Radical reform needed for ‘sinking Titanic’ Queensland prison system
And Ms Kilroy thinks decriminalising minor and non-violent offences will help curb the flow of poor and disadvantaged Queenslanders into the system.
Some of the offences she would like to see decriminalised included public urination and drunkenness, drug possession and begging.
“To live on Newstart, on $260 a week, is near impossible.
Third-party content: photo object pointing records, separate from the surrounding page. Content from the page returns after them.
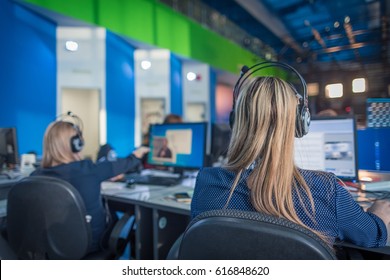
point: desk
(160, 219)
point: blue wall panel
(27, 74)
(120, 98)
(374, 149)
(176, 87)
Of course you are going to collide with police and end up criminalised and in prison,” she said.
Ms Kilroy, who was once incarcerated herself for drug trafficking, said women who commit crimes as a result of poverty or substance abuse should be housed and helped, rather than arrested.
“It would be cheaper to pay a woman’s rent for a year, for just over $18,000 than put her in prison for $107,000,” she said.
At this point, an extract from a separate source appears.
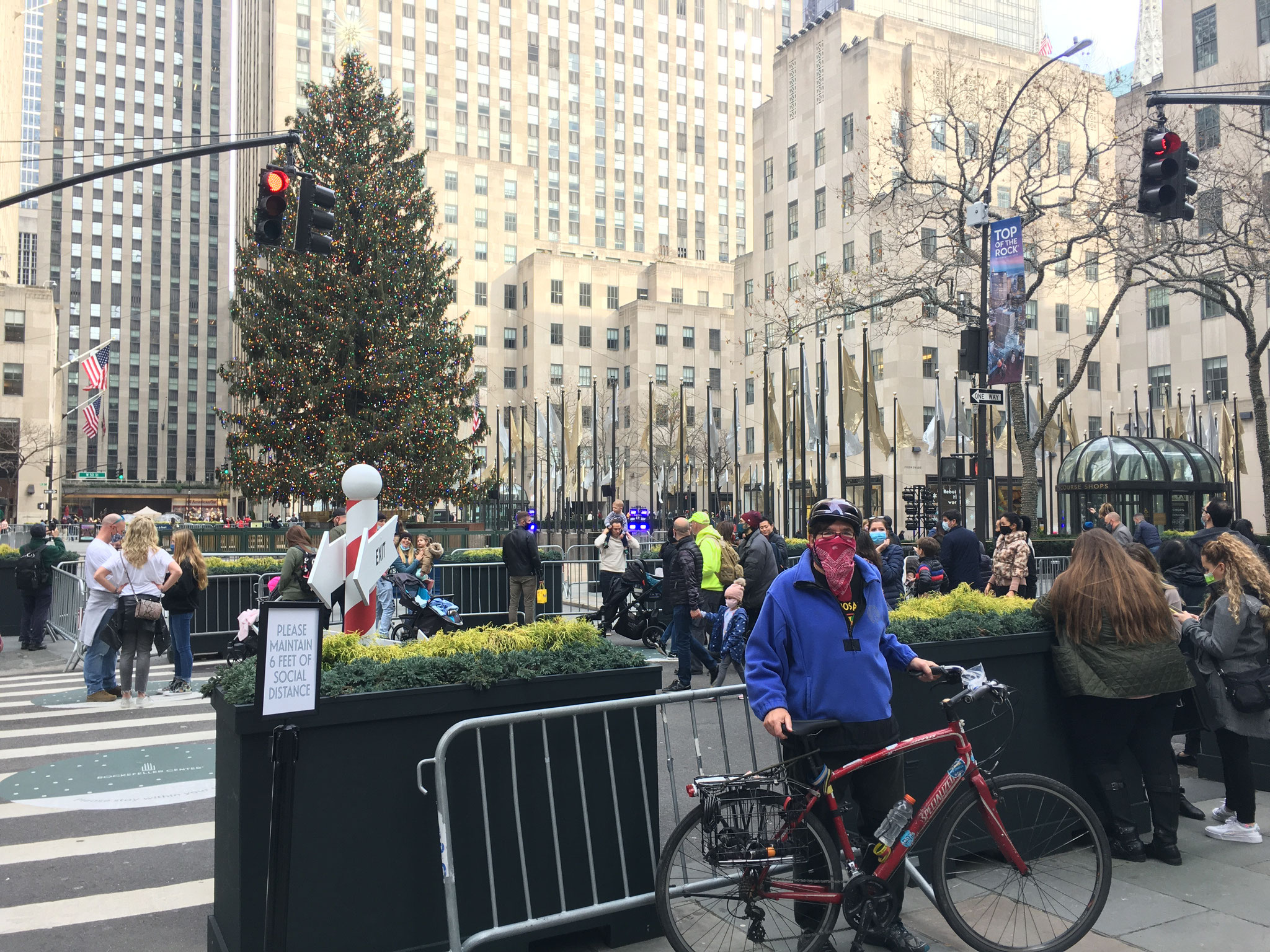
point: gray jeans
(136, 643)
(522, 588)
Her decriminalisation push comes after Australia’s former top cop, Mick Palmer, threw his support behind the argument for decriminalising illicit drugs for personal use.
Mr Palmer, who was the commissioner of the Australian Federal Police from 1994 to 2001, wrote to the commission that the current prohibitionist approach to drugs was “badly broken”.
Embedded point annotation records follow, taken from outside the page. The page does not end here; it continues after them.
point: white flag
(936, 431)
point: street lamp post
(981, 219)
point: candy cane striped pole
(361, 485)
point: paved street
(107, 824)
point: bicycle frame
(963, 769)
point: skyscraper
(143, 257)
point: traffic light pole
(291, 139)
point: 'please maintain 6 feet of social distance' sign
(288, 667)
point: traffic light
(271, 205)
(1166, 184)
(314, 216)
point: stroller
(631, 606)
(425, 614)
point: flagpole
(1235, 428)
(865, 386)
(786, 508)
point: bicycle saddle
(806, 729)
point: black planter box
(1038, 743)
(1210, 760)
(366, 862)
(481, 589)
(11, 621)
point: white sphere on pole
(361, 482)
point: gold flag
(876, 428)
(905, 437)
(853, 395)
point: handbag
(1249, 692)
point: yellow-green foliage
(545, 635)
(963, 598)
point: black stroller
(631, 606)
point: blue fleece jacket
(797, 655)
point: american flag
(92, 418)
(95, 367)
“Removing criminal penalties for drug use and possession of small quantities would enable police to focus on drug traffickers while drug abuse is treated more effectively as a health and social issue,” he said.
“”The jury is no longer out on the failure of Australia’s current illicit drugs policy. It does not work and everyone knows it.”
Ms Kilroy was concerned real change would never happen because governments wanted to look tough on crime.
“The government has got to be courageous and do something different now to steer the ship, or the sinking titanic, and move in a different direction,” she said.
“Nothing changes if nothing changes.”
The commission will hold further public hearings in Townsville on May 8 and Brisbane on May 10.